The metabolism of ATBC in human serum was a linear decline in the concentration of ATBC of the 48 hour period, after which only 25% of the starting material remained. An estimated half-life of 32 hours was obtained. In addition, only traces of TBC were detected from the deacetylation of ATBC to TBC.

Metabolism of acetyl tributyl citrate in rat liver homogenates

The metabolism of ATBC in liver homogenate was linear and rapid decline in the concentration of ATBC the first hour of the 9 hour period examined. From the slope of the linear decline, an estimated half-life of only 10 minutes can be obtained. Not even traces of TBC were detected from the deacetylation of ATBC to TBC was seen.
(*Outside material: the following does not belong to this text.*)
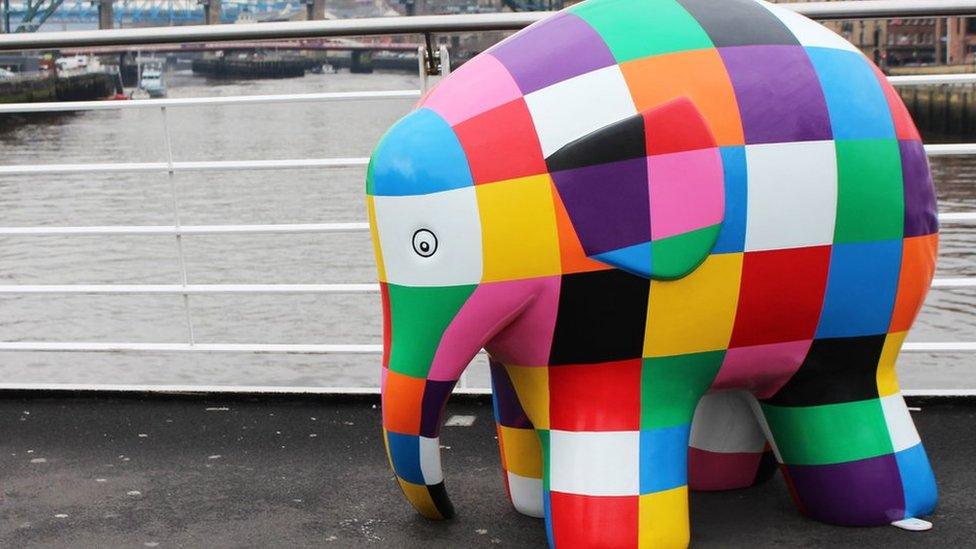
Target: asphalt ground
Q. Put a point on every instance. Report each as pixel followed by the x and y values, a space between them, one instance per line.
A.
pixel 217 471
Results with butanol capillary GC analysis in human serum and rat liver homogenate

Butanol levels generated from ATBC were maximal at 1 to 2 hours, representing a level of 279 nmoles/ml at 2 hours. This represents a 37% (279 nmoles/750 nmoles) of the theoretical amount produced. Butanol levels generated from TBC, also maximal at 1 to 2 hours yielded 436 nmoles/ml, or 58% (436 nmoles/750 nmoles) of the theoretical amount. Therefore, with 3 moles of butanol theoretically produced from one mole of ATBC or TBC, the amounts observed were 1.11 mole equivalents from ATBC and 1.74 mole equivalents from TBC.

Applicant's summary and conclusion

Conclusions:
Interpretation of results (migrated information): no bioaccumulation potential based on study results
Tributyl citrate undergo rapid metabolism in both human serum and in rat liver homogenate.
Executive summary:

The studies were performed to demonstrate that human serum and rat liver homogenates are capable of the metabolism of ATBC and its metabolite TBC and that butanol is a stoichiometric metabolite of both. Dose levels of test material were as follows: 100 μg ATBC/mL (248 nmoles/mL), 100 μg TBC/mL (252 nmoles/mL) 14.8 μg n-butanol/ml (200 nmoles/mL). Both ATBC and the intermediate metabolite TBC undergo rapid metabolism in both human serum and rat liver homogenates. The half-lives are: 32 hours for ATBC, 4 hours for TBC and only seconds for n-butanol. It would be expected yielding the principal metabolites acetic acid, citric acid and butanol. The butanol would then be expected to further oxidize to butanoic acid and assimilated by ß-oxidation. Although a direct stoichiometry of butanol formed from ATBC and TBC was not observed, these results are partially explained based on the fact that butanol also is metabolized in the rat liver homogenate at a rate of 37 nmoles/ml/hr. It also may be suggested that an initial single or double debutylation may yield products which are less readily hydrolysed in the system; products which would be, as fully ionisable carboxylic acids, readily excreted in vivo (Author of report). The study provides additional information on the metabolism of ATBC (Hiser et al., 1992; Morflex, Inc.)